I don't have the tools or experience either which sucks because I moved last summer so I don't know anybody here who could fix it if something broke.


----------



## DeadDove

I drive an '05 Toyota Corolla Sport with an automatic transmission. After I got that car, it started popping up all over town, in the same exact color as mine...phantom gray. Bastards!!! Now I'm thinking of painting it but for what it'd cost me I should prob. just get another vehicle. I'm checking out motorcycles currently, and also thinking about getting a classic type vehicle then shipping it off to be worked on by prisoners. It'll take time to get it back though. Oddly enough I ran into one of my uncles at a store today when I got off work, and he recommended if I wanted something with more power to get a V8 Mustang as well. Beats the idea of adding a turbo to my car as it is.


----------



## mcgooglian

If it snows a lot where you live, you should get something with a manual transmission. Apparently standards are fun to drive in the snow.


----------



## DeadDove

mcgooglian said:


> If it snows a lot where you live, you should get something with a manual transmission. Apparently standards are fun to drive in the snow.
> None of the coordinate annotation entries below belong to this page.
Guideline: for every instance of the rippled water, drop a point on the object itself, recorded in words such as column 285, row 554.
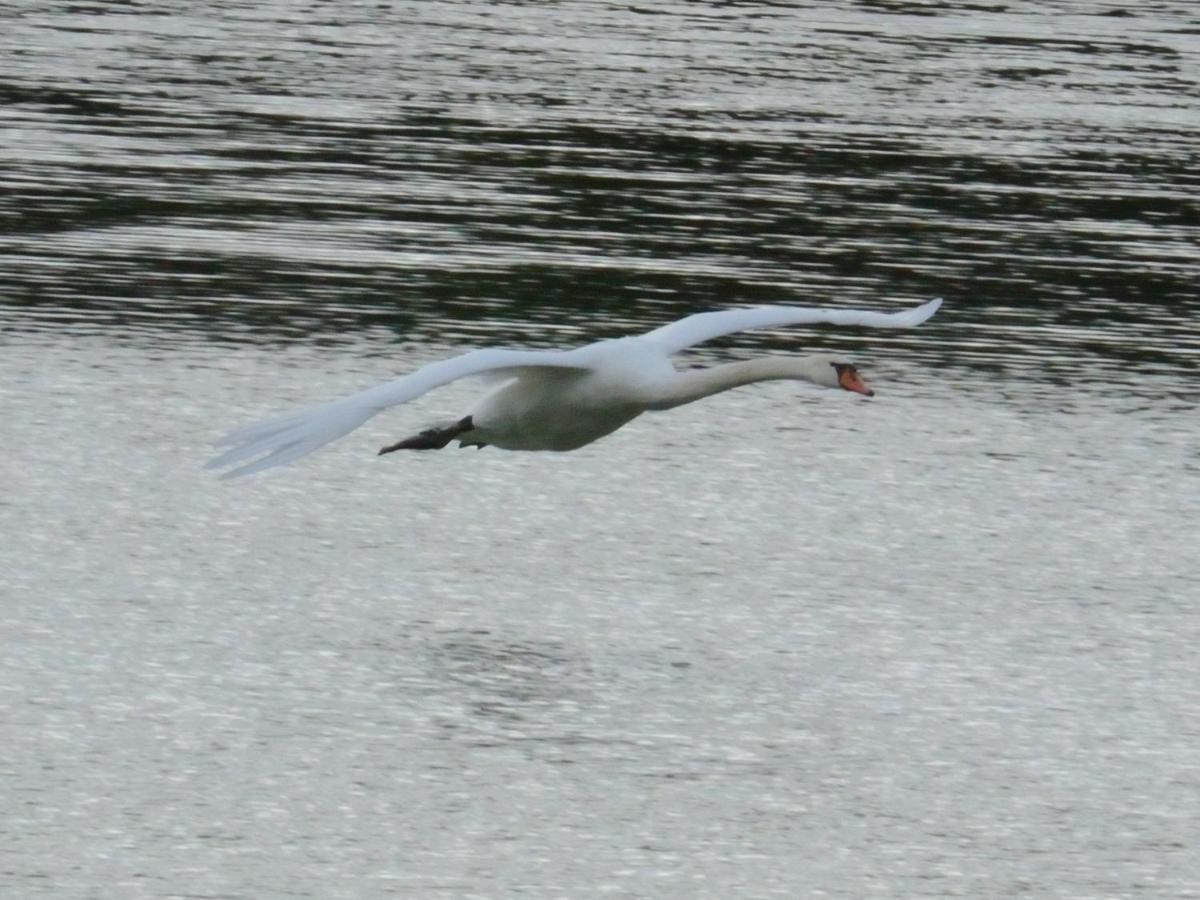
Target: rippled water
column 779, row 643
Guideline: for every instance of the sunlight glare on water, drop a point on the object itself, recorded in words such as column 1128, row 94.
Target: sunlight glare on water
column 783, row 642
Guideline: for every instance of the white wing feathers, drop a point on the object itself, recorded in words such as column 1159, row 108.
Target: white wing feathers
column 288, row 437
column 706, row 325
column 280, row 441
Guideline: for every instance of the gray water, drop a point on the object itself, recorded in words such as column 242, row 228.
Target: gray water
column 779, row 643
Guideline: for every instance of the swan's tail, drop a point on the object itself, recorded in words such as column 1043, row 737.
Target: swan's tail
column 288, row 437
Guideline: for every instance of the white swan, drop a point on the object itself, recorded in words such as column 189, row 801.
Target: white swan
column 562, row 400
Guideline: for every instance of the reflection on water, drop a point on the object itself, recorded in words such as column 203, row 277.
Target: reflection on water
column 471, row 172
column 941, row 642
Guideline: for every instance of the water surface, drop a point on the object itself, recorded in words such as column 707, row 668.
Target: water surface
column 780, row 643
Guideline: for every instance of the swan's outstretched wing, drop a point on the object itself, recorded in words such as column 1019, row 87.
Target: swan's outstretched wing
column 706, row 325
column 288, row 437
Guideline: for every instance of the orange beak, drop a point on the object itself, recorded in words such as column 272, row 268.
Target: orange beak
column 851, row 381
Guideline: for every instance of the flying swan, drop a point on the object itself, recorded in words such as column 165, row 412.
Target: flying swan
column 562, row 400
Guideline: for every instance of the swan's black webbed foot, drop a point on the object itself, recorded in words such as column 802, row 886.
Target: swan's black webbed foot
column 431, row 438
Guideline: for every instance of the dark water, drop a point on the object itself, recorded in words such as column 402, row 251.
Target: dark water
column 939, row 643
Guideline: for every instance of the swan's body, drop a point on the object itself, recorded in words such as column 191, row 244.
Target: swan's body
column 562, row 400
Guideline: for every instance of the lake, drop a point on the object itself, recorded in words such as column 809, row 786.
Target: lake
column 783, row 642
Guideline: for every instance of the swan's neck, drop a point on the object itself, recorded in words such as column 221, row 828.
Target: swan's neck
column 699, row 383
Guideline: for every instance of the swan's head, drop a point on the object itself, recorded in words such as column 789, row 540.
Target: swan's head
column 834, row 372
Uh yeah...no...not so much. I live in Cali. It's snowed here ONCE in my life. But I do need to get a standard, I want more control over my vehicle.


----------



## mcgooglian

DeadDove said:


> Uh yeah...no...not so much. I live in Cali. It's snowed here ONCE in my life. But I do need to get a standard, I want more control over my vehicle.


Ah, that sucks. The one problem I have with standards is when you're at a stop light and it keeps rolling backwards.


----------



## DeadDove

mcgooglian said:


> Ah, that sucks. The one problem I have with standards is when you're at a stop light and it keeps rolling backwards.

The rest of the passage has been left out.